August 15, 2005
Journal Article

Pore Shape Evolution in Mesoporous Silica Thin Films: from Circular to Elliptical to Rectangular

Abstract

The synthetically tailored morphologies of mesoporous silica thin films are important for applications to sensing, separations, and catalysis. Sol-gel methods using surfactant templates can produce a variety of mesoporous phases, including one composed of long cylindrical micelles aligned parallel to the substrate. This hexagonal phase is particularly useful for analysis of the thin film stresses that produce the circular-elliptical-rectangular micelle shape evolution as the film dries. A simple linear elastic model employing an effective medium concept is proposed to describe this shape evolution using a minimal set of parameters: mesopore aspect ratios are predicted from the film’s known Poisson ratio and its measured thickness strain. The model may be of general utility for guiding the structural design of thin film mesoporous materials. Additional analysis reveals that the material fails when the internal stress system departs significantly from the plane stress condition. This occurs for severe gel shrinkage when the micelle shape exceeds its maximum aspect ratio, defined by conservation of volume and the geometric constraints of adjacent micelles.

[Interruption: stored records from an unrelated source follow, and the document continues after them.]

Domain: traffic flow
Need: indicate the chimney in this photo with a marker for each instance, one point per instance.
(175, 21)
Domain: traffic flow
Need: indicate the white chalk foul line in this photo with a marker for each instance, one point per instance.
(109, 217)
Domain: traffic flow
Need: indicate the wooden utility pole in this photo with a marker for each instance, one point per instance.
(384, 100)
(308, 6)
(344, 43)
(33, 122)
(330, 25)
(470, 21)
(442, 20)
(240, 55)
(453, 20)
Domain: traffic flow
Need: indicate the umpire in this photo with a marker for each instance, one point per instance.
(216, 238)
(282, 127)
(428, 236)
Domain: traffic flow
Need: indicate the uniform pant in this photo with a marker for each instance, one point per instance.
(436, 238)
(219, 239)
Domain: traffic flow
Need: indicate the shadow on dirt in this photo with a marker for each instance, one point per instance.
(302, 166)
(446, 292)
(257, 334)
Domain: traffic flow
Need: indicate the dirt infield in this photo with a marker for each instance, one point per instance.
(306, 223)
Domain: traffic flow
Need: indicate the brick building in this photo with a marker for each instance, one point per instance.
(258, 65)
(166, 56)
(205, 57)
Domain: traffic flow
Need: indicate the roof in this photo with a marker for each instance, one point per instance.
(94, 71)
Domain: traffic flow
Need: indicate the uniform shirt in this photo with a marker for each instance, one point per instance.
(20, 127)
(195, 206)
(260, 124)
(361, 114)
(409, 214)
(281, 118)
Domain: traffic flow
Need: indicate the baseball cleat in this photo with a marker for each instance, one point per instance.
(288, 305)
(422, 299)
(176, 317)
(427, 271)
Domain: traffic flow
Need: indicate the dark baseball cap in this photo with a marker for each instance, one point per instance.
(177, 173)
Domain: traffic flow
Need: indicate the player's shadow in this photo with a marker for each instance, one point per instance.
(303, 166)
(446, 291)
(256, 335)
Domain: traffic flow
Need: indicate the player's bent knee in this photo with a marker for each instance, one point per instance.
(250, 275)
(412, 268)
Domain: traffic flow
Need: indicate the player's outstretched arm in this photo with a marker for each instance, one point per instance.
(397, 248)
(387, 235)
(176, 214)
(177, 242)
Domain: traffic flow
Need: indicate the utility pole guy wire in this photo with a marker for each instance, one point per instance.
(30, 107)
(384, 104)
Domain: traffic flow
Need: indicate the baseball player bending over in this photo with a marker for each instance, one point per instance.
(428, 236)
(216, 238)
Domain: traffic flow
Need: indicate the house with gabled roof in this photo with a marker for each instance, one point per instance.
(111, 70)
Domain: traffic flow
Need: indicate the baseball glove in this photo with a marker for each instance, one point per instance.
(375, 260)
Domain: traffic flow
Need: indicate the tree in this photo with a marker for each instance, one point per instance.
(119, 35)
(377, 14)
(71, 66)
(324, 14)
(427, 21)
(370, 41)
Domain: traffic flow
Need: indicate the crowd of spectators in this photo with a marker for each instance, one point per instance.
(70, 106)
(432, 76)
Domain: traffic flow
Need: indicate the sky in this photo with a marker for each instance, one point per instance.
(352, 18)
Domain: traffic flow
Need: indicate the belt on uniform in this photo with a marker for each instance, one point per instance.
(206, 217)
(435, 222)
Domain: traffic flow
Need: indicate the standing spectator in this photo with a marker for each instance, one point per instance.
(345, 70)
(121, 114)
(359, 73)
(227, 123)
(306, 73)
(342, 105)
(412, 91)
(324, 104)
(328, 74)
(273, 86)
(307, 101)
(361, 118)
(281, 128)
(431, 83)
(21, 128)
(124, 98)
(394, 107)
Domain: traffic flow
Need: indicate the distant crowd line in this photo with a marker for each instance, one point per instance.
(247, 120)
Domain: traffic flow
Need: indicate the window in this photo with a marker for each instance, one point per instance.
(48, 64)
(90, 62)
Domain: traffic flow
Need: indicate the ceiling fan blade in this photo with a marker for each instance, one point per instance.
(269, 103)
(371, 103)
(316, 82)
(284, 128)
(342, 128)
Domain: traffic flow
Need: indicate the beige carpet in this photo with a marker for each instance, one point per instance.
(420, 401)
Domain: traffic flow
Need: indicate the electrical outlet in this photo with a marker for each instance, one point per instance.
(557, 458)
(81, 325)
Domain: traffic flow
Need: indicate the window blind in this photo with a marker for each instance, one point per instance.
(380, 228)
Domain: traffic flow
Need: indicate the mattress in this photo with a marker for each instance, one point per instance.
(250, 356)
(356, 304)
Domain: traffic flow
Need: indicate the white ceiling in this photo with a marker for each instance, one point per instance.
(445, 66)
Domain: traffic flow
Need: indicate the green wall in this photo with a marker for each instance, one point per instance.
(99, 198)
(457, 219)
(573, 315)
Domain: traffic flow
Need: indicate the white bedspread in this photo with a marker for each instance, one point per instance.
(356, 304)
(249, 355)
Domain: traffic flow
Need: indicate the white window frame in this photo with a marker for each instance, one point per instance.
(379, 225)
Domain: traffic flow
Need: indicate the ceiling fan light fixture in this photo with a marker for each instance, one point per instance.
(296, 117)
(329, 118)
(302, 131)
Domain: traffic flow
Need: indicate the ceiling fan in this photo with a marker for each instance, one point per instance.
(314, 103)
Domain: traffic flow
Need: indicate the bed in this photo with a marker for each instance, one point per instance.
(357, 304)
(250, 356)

Localized stresses associated with micelle pressurization cause failure of the small silica ligaments between micelle ends, thus limiting the range of mesopore aspect ratios attainable for the structural tailoring of these materials.

Revised: November 4, 2005 | Published: August 15, 2005

Citation

Williford R.E., R.S. Addleman, X.S. Li, T.S. Zemanian, J.C. Birnbaum, and G.E. Fryxell. 2005. Pore Shape Evolution in Mesoporous Silica Thin Films: from Circular to Elliptical to Rectangular. Journal of Non-crystalline Solids 351, no. 27-29:2217-2223. PNNL-SA-41313.